Mais, pour que les contraintes de cet apprentissage soient à la fois tolérables et légitimes, il faut qu’elles ne soient ni égoïstes ni arbitraires ; il faut qu’elles soient sanctionnées par la confiance de ceux à qui elles sont imposées. C’est ce que montre très bien l’analyse de la relation malade-médecin. La décision pour le malade de s’en remettre au médecin est légitimée par la compétence du médecin et l’incompétence du malade. Et il faut aussi que le malade puisse compter sur le dévouement du médecin. C’est à cette condition que le malade acceptera des traitements longs, coûteux, douloureux et incertains. L’autorité, dans ce cas, est fondée non seulement sur un savoir ou même sur une expertise technique, mais également sur la conviction que le médecin veut guérir — ou du moins qu’il ne cherche pas à exploiter le patient, qu’il ne s’applique pas à tirer de lui le plus d’argent possible, qu’il est mû par d’autres mobiles que la poursuite de son avantage pécuniaire. De même, un client ne peut s’ouvrir à l’avocat s’il le soupçonne d’être de connivence avec la police ou avec l’accusation, ou même, tout simplement, de n’avoir en vue que les honoraires dont il fera payer ses services.

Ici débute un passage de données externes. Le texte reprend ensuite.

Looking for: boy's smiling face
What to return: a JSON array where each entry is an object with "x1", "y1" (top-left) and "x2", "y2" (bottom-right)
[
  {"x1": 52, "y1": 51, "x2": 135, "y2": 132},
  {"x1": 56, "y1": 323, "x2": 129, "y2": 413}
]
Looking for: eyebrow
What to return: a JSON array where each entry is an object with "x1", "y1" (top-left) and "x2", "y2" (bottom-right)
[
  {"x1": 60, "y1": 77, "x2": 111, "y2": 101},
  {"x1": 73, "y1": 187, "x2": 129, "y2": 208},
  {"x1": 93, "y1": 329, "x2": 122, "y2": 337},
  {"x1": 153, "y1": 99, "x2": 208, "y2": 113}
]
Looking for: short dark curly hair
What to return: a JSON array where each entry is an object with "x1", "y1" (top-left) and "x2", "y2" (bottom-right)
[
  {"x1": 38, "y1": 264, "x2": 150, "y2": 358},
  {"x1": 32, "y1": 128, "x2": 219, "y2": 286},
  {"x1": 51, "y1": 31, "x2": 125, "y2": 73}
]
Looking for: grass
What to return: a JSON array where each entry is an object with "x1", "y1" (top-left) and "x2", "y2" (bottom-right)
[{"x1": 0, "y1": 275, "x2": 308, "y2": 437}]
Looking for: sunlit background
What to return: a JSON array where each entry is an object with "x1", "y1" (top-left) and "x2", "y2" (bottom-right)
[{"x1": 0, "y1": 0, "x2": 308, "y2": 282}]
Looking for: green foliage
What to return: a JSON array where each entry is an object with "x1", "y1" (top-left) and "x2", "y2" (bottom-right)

La confiance s’analyse comme une sorte de pari, aux termes duquel le titulaire de l’autorité agit non pas exclusivement pour son propre intérêt, mais à la fois en vue du bien commun et du bien propre de celui sur lequel il exerce son autorité. Si l’on cherche à distinguer les cas où cette confiance est justifiée des cas où l’individu qui l’accorde s’expose à être abusé, le trait distinctif est la présence ou l’absence de conflit entre le supérieur et le subordonné. Si l’on fait l’hypothèse que toute relation est nécessairement « conflictive », il faut conclure que la seule attitude vis-à-vis du pouvoir est la méfiance et que pouvoir et autorité sont des termes incompatibles. Cette thèse est fréquemment soutenue dans l’ordre politique. Il est exceptionnel qu’elle soit généralisée à l’ensemble des relations sociales, à moins de poser que toute organisation sociale est intrinsèquement mauvaise. Mais on peut admettre qu’il existe quelque différence entre le rapport d’un médecin et de son malade, d’un patron et de ses ouvriers, d’un cambrioleur et de sa victime.

La condition de la confiance, c’est une bienveillance réciproque, qui suppose que les deux parties ne puissent ou, plutôt, ne veuillent pas se faire de mal l’une à l’autre. C’est assez clairement le cas de l’autorité dans les professions libérales. Quant aux rapports entre générations, l’ambiguïté reparaît concernant le sens à attribuer au mot vouloir. Admettons que le père ne veuille pas faire le malheur de son fils. Il n’en résulte pas que ses interventions soient bénéfiques à la progéniture.